The Net App offer of $25.50 per share with a valuation of $1.5bn looks poor by comparison and that's exactly what the market thinks. Data Domain shares have soared to $31 today while Net App has dropped roughly $1. What is interesting is that the market reaction around EMC shares appears to be completely ambivalent with the shares up just 40 cents.
The problem for EMC, is that the way the Net App and Data Domain boards have structured the current bid, precludes EMC from entering into negotiations with Data Domain. As a result, EMC has taken the unusual step of sending an open letter to Data Domain and spending a lot of time talking up the benefits of the deal to press and analysts.
There is no doubt that EMC needs to strengthen its software portfolio and acquiring Data Domain, the leader in deduplication would be a very good deal. EMC is also being aggressive in positioning its different business units, not least Iomega, as ideal partners for its VMware subsidiary. Adding Data Domain to this mix would allow EMC to really attack the SME virtualisation space with solutions that will stay with them as they grow.

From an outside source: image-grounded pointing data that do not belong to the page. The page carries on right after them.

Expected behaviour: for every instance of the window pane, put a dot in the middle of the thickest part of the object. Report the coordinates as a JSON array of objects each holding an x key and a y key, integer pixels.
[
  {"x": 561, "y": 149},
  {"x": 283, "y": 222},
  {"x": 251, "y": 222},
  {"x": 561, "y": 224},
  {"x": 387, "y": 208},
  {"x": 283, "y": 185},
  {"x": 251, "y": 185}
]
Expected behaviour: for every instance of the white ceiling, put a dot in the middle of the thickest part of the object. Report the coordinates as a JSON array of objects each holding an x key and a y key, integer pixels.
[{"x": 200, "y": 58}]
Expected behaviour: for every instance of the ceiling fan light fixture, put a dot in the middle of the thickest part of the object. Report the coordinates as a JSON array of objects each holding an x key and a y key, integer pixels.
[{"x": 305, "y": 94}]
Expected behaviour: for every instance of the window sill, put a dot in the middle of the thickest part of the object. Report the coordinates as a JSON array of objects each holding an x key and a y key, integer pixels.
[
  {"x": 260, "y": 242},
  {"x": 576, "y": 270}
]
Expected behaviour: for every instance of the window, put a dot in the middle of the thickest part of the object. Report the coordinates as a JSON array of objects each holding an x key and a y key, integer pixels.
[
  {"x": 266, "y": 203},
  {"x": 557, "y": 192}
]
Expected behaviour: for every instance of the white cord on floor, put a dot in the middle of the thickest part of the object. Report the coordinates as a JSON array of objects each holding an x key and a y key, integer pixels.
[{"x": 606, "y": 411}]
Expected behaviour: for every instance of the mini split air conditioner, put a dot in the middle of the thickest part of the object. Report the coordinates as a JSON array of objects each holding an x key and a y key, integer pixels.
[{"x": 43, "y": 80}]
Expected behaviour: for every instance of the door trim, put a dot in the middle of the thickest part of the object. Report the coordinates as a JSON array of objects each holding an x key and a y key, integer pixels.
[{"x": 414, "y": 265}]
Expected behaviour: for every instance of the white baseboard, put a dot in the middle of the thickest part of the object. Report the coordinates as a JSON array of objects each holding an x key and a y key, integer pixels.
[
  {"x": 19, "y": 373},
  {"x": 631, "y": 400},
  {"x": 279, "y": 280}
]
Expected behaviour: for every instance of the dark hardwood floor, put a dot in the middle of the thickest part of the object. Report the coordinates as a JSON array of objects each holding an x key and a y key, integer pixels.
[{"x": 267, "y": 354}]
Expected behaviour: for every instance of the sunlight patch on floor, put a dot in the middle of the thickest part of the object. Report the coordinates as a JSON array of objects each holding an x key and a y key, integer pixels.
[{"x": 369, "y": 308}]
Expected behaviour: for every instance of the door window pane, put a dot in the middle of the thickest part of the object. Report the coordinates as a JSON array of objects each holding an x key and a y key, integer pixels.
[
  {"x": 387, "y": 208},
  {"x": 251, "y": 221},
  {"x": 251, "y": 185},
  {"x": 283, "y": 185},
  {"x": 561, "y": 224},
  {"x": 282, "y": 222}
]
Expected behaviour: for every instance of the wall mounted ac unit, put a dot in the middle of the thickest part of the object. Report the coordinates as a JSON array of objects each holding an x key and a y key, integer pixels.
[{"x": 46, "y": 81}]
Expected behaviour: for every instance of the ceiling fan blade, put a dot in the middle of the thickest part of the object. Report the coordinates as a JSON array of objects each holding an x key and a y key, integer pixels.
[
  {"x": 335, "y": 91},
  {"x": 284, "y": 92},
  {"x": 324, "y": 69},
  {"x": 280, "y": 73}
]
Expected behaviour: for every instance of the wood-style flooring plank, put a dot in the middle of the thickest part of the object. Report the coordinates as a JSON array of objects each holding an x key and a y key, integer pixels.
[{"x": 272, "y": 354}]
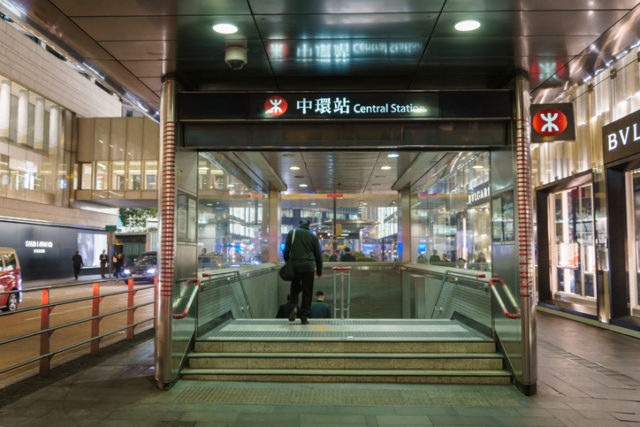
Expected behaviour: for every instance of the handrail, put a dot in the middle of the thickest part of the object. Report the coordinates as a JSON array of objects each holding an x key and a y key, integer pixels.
[
  {"x": 192, "y": 297},
  {"x": 509, "y": 296},
  {"x": 45, "y": 331}
]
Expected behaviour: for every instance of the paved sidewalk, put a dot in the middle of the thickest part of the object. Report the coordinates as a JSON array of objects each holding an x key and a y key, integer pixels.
[{"x": 587, "y": 377}]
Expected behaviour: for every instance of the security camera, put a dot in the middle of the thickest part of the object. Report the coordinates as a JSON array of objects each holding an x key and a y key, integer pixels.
[{"x": 236, "y": 54}]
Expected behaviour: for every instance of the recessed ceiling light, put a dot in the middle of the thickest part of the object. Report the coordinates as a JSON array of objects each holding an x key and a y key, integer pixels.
[
  {"x": 224, "y": 28},
  {"x": 467, "y": 25}
]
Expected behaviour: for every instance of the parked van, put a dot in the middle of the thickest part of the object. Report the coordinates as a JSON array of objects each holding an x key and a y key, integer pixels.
[{"x": 10, "y": 280}]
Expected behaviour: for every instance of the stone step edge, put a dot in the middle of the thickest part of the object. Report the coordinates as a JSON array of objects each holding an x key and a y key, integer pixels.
[
  {"x": 204, "y": 355},
  {"x": 345, "y": 340},
  {"x": 347, "y": 372}
]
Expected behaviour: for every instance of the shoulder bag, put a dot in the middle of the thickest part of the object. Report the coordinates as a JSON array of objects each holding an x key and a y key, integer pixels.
[{"x": 286, "y": 271}]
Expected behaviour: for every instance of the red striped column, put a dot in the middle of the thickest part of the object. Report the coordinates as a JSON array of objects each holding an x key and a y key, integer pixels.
[{"x": 167, "y": 196}]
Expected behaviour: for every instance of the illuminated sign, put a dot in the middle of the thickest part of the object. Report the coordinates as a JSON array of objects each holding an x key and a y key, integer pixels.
[
  {"x": 39, "y": 246},
  {"x": 621, "y": 138},
  {"x": 552, "y": 122},
  {"x": 479, "y": 194},
  {"x": 275, "y": 106}
]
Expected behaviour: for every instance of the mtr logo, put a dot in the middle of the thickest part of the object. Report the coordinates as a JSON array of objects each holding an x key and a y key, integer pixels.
[
  {"x": 549, "y": 122},
  {"x": 275, "y": 106}
]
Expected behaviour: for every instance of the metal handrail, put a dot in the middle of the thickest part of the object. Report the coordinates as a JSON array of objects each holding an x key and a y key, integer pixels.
[
  {"x": 45, "y": 331},
  {"x": 192, "y": 297},
  {"x": 509, "y": 296}
]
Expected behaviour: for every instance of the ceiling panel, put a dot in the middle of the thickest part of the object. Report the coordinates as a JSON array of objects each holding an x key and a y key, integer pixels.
[
  {"x": 149, "y": 7},
  {"x": 280, "y": 7},
  {"x": 496, "y": 5}
]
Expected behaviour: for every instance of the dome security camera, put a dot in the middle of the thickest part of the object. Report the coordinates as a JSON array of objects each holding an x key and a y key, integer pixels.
[{"x": 235, "y": 55}]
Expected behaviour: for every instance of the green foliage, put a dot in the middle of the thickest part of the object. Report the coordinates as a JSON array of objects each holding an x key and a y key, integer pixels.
[{"x": 135, "y": 217}]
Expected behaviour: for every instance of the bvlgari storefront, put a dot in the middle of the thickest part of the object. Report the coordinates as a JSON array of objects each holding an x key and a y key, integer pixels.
[{"x": 621, "y": 155}]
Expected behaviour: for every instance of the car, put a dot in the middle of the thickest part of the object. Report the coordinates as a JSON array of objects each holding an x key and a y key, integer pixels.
[
  {"x": 10, "y": 280},
  {"x": 144, "y": 269}
]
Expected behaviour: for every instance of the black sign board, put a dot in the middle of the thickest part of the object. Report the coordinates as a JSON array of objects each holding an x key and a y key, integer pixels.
[
  {"x": 294, "y": 106},
  {"x": 552, "y": 122},
  {"x": 621, "y": 138}
]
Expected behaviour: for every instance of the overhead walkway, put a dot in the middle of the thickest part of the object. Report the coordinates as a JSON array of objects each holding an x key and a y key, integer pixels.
[{"x": 351, "y": 350}]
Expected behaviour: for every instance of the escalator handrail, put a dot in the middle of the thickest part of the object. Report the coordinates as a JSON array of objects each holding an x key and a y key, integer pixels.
[
  {"x": 192, "y": 297},
  {"x": 512, "y": 300}
]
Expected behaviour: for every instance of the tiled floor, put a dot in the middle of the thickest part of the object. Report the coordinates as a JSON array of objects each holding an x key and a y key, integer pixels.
[{"x": 587, "y": 377}]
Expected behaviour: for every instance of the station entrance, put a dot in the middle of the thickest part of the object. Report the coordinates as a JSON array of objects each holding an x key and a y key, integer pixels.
[{"x": 427, "y": 208}]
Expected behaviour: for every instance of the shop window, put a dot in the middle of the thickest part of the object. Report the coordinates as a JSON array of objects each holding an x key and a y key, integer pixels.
[
  {"x": 135, "y": 176},
  {"x": 573, "y": 247},
  {"x": 633, "y": 227},
  {"x": 102, "y": 169},
  {"x": 452, "y": 215},
  {"x": 87, "y": 174},
  {"x": 151, "y": 175},
  {"x": 117, "y": 176}
]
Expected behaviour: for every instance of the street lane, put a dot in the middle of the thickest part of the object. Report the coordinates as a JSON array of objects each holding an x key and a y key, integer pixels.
[{"x": 17, "y": 324}]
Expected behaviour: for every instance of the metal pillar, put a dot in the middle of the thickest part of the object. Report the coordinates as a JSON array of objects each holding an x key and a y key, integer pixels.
[
  {"x": 524, "y": 197},
  {"x": 405, "y": 225},
  {"x": 167, "y": 233}
]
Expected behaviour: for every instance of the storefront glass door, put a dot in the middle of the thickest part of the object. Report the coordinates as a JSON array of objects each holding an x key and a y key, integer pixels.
[
  {"x": 633, "y": 231},
  {"x": 573, "y": 249}
]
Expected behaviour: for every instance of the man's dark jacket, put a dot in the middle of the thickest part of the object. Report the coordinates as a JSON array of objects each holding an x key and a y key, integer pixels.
[{"x": 306, "y": 254}]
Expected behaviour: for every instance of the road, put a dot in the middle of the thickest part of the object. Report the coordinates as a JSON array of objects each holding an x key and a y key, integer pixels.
[{"x": 17, "y": 324}]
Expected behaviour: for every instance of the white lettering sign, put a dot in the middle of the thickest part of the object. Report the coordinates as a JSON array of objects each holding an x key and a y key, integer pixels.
[
  {"x": 38, "y": 244},
  {"x": 613, "y": 139}
]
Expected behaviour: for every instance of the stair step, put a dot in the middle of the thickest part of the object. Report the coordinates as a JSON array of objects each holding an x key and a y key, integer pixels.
[
  {"x": 352, "y": 355},
  {"x": 220, "y": 346},
  {"x": 497, "y": 376}
]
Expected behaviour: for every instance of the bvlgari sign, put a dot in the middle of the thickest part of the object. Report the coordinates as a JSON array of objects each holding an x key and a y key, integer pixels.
[{"x": 621, "y": 138}]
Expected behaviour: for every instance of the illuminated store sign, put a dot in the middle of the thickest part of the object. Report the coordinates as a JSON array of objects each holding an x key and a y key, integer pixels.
[
  {"x": 39, "y": 246},
  {"x": 411, "y": 105},
  {"x": 621, "y": 138},
  {"x": 552, "y": 122},
  {"x": 479, "y": 194}
]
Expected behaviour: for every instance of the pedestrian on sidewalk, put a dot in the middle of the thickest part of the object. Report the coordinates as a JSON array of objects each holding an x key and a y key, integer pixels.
[
  {"x": 77, "y": 264},
  {"x": 103, "y": 263}
]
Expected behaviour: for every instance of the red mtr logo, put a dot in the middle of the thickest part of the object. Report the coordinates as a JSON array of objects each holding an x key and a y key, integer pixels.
[
  {"x": 275, "y": 106},
  {"x": 549, "y": 122}
]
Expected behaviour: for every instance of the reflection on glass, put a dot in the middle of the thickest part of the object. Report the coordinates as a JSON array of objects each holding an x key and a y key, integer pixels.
[
  {"x": 573, "y": 246},
  {"x": 232, "y": 220},
  {"x": 135, "y": 175},
  {"x": 101, "y": 175},
  {"x": 453, "y": 215},
  {"x": 367, "y": 226},
  {"x": 151, "y": 174}
]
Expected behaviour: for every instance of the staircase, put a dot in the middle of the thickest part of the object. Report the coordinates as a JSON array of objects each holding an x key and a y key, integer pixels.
[{"x": 330, "y": 350}]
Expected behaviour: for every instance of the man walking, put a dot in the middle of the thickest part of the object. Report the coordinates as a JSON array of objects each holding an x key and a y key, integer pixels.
[
  {"x": 303, "y": 248},
  {"x": 77, "y": 264},
  {"x": 103, "y": 263}
]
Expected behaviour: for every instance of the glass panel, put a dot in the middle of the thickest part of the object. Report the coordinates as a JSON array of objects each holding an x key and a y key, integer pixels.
[
  {"x": 574, "y": 243},
  {"x": 117, "y": 176},
  {"x": 87, "y": 174},
  {"x": 101, "y": 175},
  {"x": 453, "y": 219},
  {"x": 232, "y": 220},
  {"x": 151, "y": 175},
  {"x": 135, "y": 176}
]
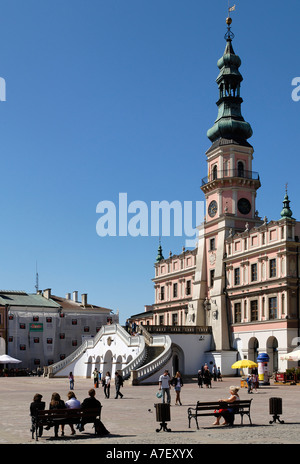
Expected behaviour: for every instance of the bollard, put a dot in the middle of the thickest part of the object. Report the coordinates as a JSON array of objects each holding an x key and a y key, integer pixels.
[{"x": 275, "y": 406}]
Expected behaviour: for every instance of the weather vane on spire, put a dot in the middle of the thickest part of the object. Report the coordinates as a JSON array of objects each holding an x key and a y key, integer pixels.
[{"x": 229, "y": 35}]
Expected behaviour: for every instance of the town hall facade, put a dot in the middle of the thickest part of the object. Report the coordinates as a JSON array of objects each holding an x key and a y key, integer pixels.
[{"x": 242, "y": 278}]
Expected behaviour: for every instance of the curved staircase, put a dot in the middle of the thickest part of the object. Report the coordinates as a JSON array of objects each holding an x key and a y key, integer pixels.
[{"x": 154, "y": 351}]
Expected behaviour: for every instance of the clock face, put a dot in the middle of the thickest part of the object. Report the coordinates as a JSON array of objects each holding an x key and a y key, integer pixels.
[
  {"x": 212, "y": 208},
  {"x": 244, "y": 206}
]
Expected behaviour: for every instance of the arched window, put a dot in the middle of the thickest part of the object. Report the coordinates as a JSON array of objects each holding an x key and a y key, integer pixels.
[
  {"x": 215, "y": 172},
  {"x": 240, "y": 169}
]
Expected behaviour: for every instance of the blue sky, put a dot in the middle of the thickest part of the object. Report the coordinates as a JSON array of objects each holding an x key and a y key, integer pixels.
[{"x": 110, "y": 96}]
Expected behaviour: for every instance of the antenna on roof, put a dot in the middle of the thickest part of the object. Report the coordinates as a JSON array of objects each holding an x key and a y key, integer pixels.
[{"x": 36, "y": 279}]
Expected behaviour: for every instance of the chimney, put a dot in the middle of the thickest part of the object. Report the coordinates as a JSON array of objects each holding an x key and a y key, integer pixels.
[{"x": 47, "y": 293}]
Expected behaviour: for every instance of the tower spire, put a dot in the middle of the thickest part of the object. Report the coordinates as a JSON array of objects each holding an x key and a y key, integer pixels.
[
  {"x": 230, "y": 123},
  {"x": 159, "y": 253},
  {"x": 286, "y": 212}
]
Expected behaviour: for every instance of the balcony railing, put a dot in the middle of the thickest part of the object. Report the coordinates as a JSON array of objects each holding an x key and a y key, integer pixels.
[{"x": 229, "y": 174}]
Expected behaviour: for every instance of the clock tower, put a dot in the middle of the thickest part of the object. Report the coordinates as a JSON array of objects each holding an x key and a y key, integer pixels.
[{"x": 230, "y": 193}]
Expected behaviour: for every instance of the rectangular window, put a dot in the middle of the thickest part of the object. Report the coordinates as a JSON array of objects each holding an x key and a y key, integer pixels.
[
  {"x": 237, "y": 312},
  {"x": 273, "y": 308},
  {"x": 175, "y": 290},
  {"x": 253, "y": 272},
  {"x": 174, "y": 319},
  {"x": 188, "y": 287},
  {"x": 237, "y": 276},
  {"x": 254, "y": 310},
  {"x": 272, "y": 267}
]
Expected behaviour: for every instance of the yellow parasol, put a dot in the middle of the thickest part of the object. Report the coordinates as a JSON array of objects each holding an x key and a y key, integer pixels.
[
  {"x": 292, "y": 356},
  {"x": 243, "y": 363}
]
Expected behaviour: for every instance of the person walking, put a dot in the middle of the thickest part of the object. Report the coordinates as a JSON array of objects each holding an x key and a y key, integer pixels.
[
  {"x": 56, "y": 403},
  {"x": 200, "y": 379},
  {"x": 164, "y": 385},
  {"x": 118, "y": 384},
  {"x": 207, "y": 377},
  {"x": 106, "y": 384},
  {"x": 89, "y": 403},
  {"x": 71, "y": 380},
  {"x": 177, "y": 383},
  {"x": 72, "y": 403},
  {"x": 249, "y": 384},
  {"x": 36, "y": 405}
]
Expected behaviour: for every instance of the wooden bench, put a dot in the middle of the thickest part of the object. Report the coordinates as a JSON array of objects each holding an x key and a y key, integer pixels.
[
  {"x": 56, "y": 417},
  {"x": 241, "y": 407}
]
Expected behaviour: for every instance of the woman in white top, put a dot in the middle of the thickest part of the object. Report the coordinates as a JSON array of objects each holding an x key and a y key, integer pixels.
[{"x": 107, "y": 385}]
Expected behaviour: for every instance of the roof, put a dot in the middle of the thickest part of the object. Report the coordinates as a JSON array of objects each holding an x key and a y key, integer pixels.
[{"x": 67, "y": 303}]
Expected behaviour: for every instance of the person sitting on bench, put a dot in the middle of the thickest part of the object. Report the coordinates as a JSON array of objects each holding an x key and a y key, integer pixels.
[{"x": 228, "y": 412}]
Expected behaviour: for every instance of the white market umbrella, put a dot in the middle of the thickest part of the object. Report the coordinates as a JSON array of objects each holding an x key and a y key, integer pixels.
[
  {"x": 6, "y": 359},
  {"x": 293, "y": 356}
]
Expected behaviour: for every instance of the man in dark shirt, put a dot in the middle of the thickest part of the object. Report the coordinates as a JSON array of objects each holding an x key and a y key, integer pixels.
[
  {"x": 118, "y": 384},
  {"x": 89, "y": 403}
]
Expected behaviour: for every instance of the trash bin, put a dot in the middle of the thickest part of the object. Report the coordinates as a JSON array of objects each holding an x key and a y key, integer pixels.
[
  {"x": 163, "y": 415},
  {"x": 275, "y": 407}
]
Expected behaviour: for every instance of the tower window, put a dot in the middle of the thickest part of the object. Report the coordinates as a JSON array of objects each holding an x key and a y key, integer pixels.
[
  {"x": 212, "y": 276},
  {"x": 241, "y": 171},
  {"x": 254, "y": 310},
  {"x": 273, "y": 308},
  {"x": 253, "y": 272},
  {"x": 237, "y": 276},
  {"x": 175, "y": 290},
  {"x": 188, "y": 287},
  {"x": 237, "y": 312},
  {"x": 215, "y": 172},
  {"x": 272, "y": 267}
]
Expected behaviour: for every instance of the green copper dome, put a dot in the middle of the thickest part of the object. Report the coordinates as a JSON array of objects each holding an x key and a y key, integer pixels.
[{"x": 230, "y": 123}]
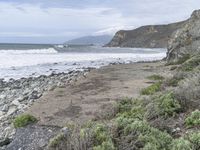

EMC is also banking on Data Domain giving it a majority share of the next generation backup and archive business which is estimated to be worth around $1bn in 2010. Data Domain already accounts for around 20-25% of that market and with EMC's existing Avamar solution, would achieve that goal of dominance in that market. However, the same can be said for Net App and Data Domain as a combined entity so the EMC move can also be seen as a market reaction to prevent the birth of a major competitor.